#134: The Tea and Cake
Why do we take pictures of our food?
Browsing my phone for a possible object, I stumbled across this: a purposefully arranged photo of some tea and cake.
It was good cake — coffee and walnut — a favourite of mine that I had spied atop the cabinet and desperately hoped I had correctly identified. And the tea was just tea. Hot. Comforting. Something I have oddly only recently begun to drink.
But surely the point of food and drink is to eat and drink them rather than just to look? Why did I decide it was necessary to preserve something whose very existence was intended to be temporary, to be consumed?
There are two clues here: firstly look at those plates. Dinky and patterned, carefully fitting into recent vintage trends, practically begging to be photographed. The second more obvious clue, what I actually did with the photo: post it on Instagram.
The way we eat out has changed. It has become a show. And both customers and food outlets know this. What was the point of drinking that huge sugary, calorie-filled milkshake if you didn’t show people? Did you really eat that rainbow layered cake if you don’t have a picture to prove it?
The problem is that not all food is pretty. The trend of posting images of food on social media has started impacting the food served by cafes and restaurants. And it’s not really for the better.
Think of a nice hearty roast. Crisp potatoes with fluffy insides, a Yorkshire pudding drowning in gravy… Most of us would love to eat that, but let’s face it, it doesn’t make the most attractive picture. The food is all varying shades of brown and pretty shapeless. It only looks good because we know what it tastes like, not because of the aesthetic attractiveness of the food.

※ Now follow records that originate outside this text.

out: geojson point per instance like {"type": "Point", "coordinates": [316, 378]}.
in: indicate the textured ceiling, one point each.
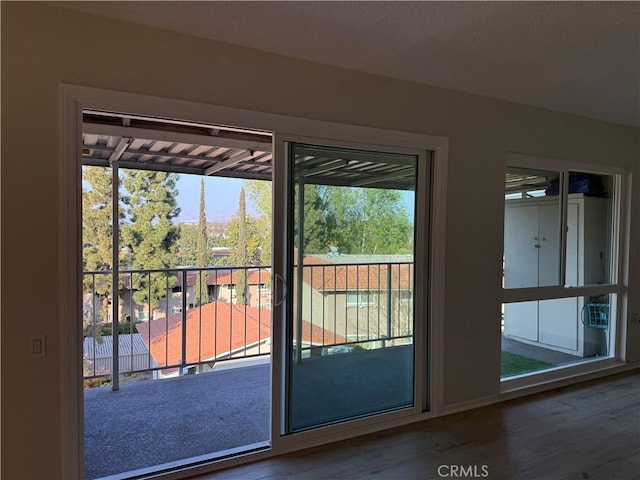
{"type": "Point", "coordinates": [576, 57]}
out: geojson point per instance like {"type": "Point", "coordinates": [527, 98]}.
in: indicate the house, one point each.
{"type": "Point", "coordinates": [221, 286]}
{"type": "Point", "coordinates": [97, 354]}
{"type": "Point", "coordinates": [370, 297]}
{"type": "Point", "coordinates": [217, 331]}
{"type": "Point", "coordinates": [552, 81]}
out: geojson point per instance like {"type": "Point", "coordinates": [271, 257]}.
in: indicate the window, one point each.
{"type": "Point", "coordinates": [559, 274]}
{"type": "Point", "coordinates": [360, 299]}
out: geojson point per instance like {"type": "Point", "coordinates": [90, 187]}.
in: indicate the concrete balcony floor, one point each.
{"type": "Point", "coordinates": [152, 422]}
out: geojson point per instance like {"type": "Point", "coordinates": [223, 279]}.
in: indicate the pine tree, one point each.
{"type": "Point", "coordinates": [259, 192]}
{"type": "Point", "coordinates": [241, 257]}
{"type": "Point", "coordinates": [149, 232]}
{"type": "Point", "coordinates": [97, 235]}
{"type": "Point", "coordinates": [203, 255]}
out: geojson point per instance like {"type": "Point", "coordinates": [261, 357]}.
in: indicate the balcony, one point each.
{"type": "Point", "coordinates": [193, 376]}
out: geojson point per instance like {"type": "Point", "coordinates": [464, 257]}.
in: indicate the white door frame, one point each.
{"type": "Point", "coordinates": [73, 99]}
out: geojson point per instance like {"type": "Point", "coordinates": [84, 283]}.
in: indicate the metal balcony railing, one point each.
{"type": "Point", "coordinates": [172, 322]}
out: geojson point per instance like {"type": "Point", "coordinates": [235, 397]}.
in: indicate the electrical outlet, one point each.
{"type": "Point", "coordinates": [38, 346]}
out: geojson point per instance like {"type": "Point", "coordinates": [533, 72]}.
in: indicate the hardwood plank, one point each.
{"type": "Point", "coordinates": [585, 431]}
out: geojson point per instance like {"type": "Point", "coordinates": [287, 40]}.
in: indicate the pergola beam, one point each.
{"type": "Point", "coordinates": [257, 143]}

And this is not good news for servers of roasts or other less dull-looking foods. If they want to hit certain markets, cash in on the free publicity of a customer’s Instagram post, then the food needs to be photo-worthy. This can cause a sacrifice in taste for the benefits of aesthetics. Not exactly what you want from an object that at the end of the day is meant to be tasted.
Think of food adverts. Often the food pictured isn’t the food sold. Sometimes it’s not even food. It’s substitutes or it’s been dyed and isn’t something we would actually ever want to eat.
So what’s the alternative if we want to declare ourselves 'anti-insta' and supporters of truly tasty food? Do we post detailed written reviews to our social media? We can’t after all publish the taste of something for our friends to sample. And besides, haven’t cookbooks, food magazines and adverts been relying on visuals for decades?
Perhaps the point is not to be careful about posting images but to be careful about how we choose what we eat in the first place. Think of flavours rather than attractiveness. Pick our food from its description on a menu not because it caught our eye. It’s no new experience to find our eyes are bigger (or have different priorities) than our bellies.